A Class of Leaders is a wonderful novel. It’s well told, moves briskly, has a moral, and looks back at a time (1969) and place (South Central Los Angeles). A great read! I could see it as a Showtime movie. —Gary Turchin, author of The Silly-Verse Universe

Week 35 – Don’t Think, Keep on Writing

Many writers have asked me, “What should I do if I have to write something, or feel like writing something, but don’t know what to say?”

My answer to them is, “An idea will eventually come to you if you keep on writing.”

Julia Cameron, a woman who makes you want to write if you read her many books on writing, says, “It is the act of writing that calls ideas forward, not ideas that call forward writing.”

If you have a deadline to meet or an inclination to write but don’t know what to say, should you think before you write or write before you think?

I say, “Don’t think, but keep on writing until an idea comes to mind.”

Let me give you an example. Many times, since I began this project, I’ve said to myself (and I’ll probably say it again), “What am I going to write about today?” What I do is sit down to write and invariably, if I keep on writing without thinking, an idea will float to the surface. If I try to think about what I want to write, most of the time nothing materializes.

So, if you don’t have an idea to write about, keep on writing without thinking. I swear you’ll come up with an idea.
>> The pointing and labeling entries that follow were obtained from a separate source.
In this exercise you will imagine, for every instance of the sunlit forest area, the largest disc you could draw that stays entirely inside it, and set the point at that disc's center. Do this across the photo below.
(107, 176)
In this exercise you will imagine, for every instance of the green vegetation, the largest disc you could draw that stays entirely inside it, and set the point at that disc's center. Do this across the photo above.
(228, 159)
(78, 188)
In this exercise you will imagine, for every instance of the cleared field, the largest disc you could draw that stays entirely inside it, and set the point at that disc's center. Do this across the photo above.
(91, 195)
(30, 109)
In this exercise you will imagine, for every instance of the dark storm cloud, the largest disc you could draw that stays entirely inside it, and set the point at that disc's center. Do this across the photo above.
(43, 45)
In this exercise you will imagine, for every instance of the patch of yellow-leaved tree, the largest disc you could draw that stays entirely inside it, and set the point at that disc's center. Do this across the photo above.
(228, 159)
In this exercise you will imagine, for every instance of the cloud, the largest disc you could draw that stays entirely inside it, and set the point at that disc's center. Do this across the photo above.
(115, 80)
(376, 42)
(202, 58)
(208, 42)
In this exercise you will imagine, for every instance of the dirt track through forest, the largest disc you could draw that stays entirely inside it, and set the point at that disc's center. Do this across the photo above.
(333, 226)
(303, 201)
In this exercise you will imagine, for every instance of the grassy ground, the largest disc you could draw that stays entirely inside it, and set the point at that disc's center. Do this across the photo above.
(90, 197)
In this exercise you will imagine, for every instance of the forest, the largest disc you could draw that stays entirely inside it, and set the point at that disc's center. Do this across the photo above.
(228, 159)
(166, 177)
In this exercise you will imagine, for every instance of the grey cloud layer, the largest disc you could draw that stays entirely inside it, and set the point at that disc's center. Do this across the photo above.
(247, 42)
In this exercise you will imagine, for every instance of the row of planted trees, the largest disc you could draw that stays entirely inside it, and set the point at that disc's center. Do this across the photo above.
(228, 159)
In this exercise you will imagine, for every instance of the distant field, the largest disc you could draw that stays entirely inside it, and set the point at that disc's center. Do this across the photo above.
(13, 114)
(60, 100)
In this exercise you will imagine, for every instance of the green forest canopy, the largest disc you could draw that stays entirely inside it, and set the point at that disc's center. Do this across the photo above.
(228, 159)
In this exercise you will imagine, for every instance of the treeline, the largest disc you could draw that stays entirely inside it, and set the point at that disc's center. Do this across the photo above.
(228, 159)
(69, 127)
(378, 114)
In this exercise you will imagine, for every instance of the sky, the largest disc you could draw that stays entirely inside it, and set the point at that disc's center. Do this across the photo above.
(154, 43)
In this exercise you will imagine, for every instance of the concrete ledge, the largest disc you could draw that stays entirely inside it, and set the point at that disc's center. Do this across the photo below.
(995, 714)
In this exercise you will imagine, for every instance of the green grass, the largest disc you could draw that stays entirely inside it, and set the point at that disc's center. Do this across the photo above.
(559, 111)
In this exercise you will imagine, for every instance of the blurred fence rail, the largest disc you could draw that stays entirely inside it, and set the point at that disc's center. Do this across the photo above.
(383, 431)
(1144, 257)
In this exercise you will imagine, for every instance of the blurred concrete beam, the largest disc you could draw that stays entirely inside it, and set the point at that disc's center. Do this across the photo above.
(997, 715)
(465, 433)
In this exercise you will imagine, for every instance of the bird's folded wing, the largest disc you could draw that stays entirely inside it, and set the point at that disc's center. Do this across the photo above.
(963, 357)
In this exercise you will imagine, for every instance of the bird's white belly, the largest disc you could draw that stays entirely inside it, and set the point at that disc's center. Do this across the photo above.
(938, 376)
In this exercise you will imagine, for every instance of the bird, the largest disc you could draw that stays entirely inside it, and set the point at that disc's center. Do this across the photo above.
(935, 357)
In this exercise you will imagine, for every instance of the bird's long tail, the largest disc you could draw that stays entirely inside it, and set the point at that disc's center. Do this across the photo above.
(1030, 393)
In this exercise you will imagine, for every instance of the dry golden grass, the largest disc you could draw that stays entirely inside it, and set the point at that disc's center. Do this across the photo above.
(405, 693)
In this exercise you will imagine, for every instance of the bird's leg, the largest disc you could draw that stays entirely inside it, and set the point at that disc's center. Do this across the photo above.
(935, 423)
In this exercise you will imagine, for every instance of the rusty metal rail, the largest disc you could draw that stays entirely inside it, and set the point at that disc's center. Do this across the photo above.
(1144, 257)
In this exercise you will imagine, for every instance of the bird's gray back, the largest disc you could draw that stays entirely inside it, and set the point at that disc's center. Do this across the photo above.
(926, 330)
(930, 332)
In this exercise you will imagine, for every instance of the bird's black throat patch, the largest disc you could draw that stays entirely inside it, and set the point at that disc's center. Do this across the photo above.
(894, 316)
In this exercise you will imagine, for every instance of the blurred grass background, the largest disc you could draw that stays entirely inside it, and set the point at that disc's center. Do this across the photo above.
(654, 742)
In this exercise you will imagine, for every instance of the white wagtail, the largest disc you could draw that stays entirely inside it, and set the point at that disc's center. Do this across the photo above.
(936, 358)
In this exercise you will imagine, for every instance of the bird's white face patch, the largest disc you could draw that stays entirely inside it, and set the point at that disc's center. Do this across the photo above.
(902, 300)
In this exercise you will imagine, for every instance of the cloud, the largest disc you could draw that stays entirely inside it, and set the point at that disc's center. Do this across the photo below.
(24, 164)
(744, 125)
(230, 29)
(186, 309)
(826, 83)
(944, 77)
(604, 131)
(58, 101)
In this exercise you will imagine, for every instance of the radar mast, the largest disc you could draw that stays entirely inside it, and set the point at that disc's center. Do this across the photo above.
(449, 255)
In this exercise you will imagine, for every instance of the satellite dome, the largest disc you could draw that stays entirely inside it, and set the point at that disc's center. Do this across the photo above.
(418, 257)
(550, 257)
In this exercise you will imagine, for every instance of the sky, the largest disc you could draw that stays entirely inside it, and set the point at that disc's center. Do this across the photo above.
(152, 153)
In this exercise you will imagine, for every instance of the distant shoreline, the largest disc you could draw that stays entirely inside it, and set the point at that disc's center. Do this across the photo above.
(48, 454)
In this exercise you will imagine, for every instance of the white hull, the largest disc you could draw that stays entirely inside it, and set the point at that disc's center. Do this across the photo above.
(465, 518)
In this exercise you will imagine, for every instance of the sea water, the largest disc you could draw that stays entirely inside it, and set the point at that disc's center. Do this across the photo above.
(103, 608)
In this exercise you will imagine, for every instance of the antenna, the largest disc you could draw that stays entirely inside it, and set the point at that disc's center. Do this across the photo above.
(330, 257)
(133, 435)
“The students’ voices…are exceptional.”

I thoroughly enjoyed A Class of Leaders. The students’ voices, in their speech and written notes, are exceptional. It’s Joseph Sutton’s best. —Gerald Rosen, author of The Carmen Miranda Memorial Flagpole

Week 34 – One Way to Get a Writing Project Started

While teaching at Fremont High School in South Los Angeles, I wrote in my journal, every day, for four months, and used those notes to produce a novel about a white teacher in a black ghetto high school. I called the book A Class of Leaders.

When I was a young writer living in Berkeley, my girlfriend and I broke up after living together for four years. Soon after the split, I witnessed the death of my father in Los Angeles. To overcome those two losses, I decided to hit the highways of America in my VW bus. I wrote in my journal, every day, on that three-month journey. After I settled down in Portland, Oregon, I used my journal entries to write my second novel, Highway Sailor: A Rollicking American Journey.

For my third novel, Morning Pages: The Almost True Story of My Life, about a writer overcoming writer’s block, I wrote in my journal, every day, for three months. Again, I used my daily journal entries to write that novel.

Do you see a pattern of how those novels came into being? I wrote in my journal, every day, for three or four months.

I’m not saying you should follow my pattern. What I’m saying is, if you write in your journal, every day, for a month or two or three, it’s one way to get a writing project off the ground. At the very least you’ll have plenty of material to work with.